From b597a6f25752cf3b5f19fe101c30115088cf779f Mon Sep 17 00:00:00 2001
From: Nathan Baker <nathanandrewbaker@gmail.com>
Date: Sat, 30 May 2020 10:00:31 -0700
Subject: [PATCH] Remove cyclic import based on I/O in pdb.py.

Partially addresses https://github.com/jensengroup/propka-3.1/issues/49
---
 propka/{pdb.py => input.py}   | 159 ++++++++++++++++------------------
 propka/lib.py                 | 102 ++++++++++------------
 propka/ligand_pka_values.py   |   1 -
 propka/molecular_container.py |  23 ++---
 propka/output.py              |  38 +++++++-
 propka/parameters.py          |  18 +---
 6 files changed, 173 insertions(+), 168 deletions(-)
 rename propka/{pdb.py => input.py} (72%)

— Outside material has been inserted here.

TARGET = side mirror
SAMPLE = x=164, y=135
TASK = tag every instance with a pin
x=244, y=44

diff --git a/propka/pdb.py b/propka/input.py
similarity index 72%
rename from propka/pdb.py
rename to propka/input.py
index f1eaf16..e8c7f07 100644
--- a/propka/pdb.py
+++ b/propka/input.py
@@ -1,96 +1,58 @@
-"""Read and parse PDB-like input files."""
-import propka.lib
-from propka.lib import warning
+"""Input routines."""
+from pkg_resources import resource_filename
 from propka.atom import Atom
-from propka.group import initialize_atom_group
 from propka.conformation_container import ConformationContainer
+from propka.group import initialize_atom_group
 
 
-EXPECTED_ATOM_NUMBERS = {'ALA': 5, 'ARG': 11, 'ASN': 8, 'ASP': 8, 'CYS': 6,
-                         'GLY': 4, 'GLN': 9, 'GLU': 9, 'HIS': 10, 'ILE': 8,
-                         'LEU': 8, 'LYS': 9, 'MET': 8, 'PHE': 11, 'PRO': 7,
-                         'SER': 6, 'THR': 7, 'TRP': 14, 'TYR': 12, 'VAL': 7}
+def open_file_for_reading(input_file):
+    """Open file or file-like stream for reading.
 
-
-def read_pdb(pdb_file, parameters, molecule):
-    """Parse a PDB file.
+    TODO - convert this to a context manager
 
     Args:
-        pdb_file:  file to read
-        parameters:  parameters to guide parsing
-        molecule:  molecular container
+        input_file: path to file or file-like object. If file-like object,
+        then will attempt fseek(0).
+    """
+    try:
+        input_file.fseek(0)
+        return input_file
+    except AttributeError:
+        pass
+
+    try:
+        file_ = open(input_file, 'rt')
+    except:
+        raise IOError('Cannot find file {0:s}'.format(input_file))
+    return file_
+
+
+def read_parameter_file(input_file, parameters):
+    """Read a parameter file.
+
+    Args:
+        input_file:  input file to read
+        parameters:  Parameters object
     Returns:
-        list with elements:
-            1. list of conformations
-            2. list of names
+        updated Parameters object
     """
-    conformations = {}
-    # read in all atoms in the file
-    lines = get_atom_lines_from_pdb(
-        pdb_file, ignore_residues=parameters.ignore_residues,
-        keep_protons=molecule.options.keep_protons,
-        chains=molecule.options.chains)
-    for (name, atom) in lines:
-        if not name in conformations.keys():
-            conformations[name] = ConformationContainer(
-                name=name, parameters=parameters, molecular_container=molecule)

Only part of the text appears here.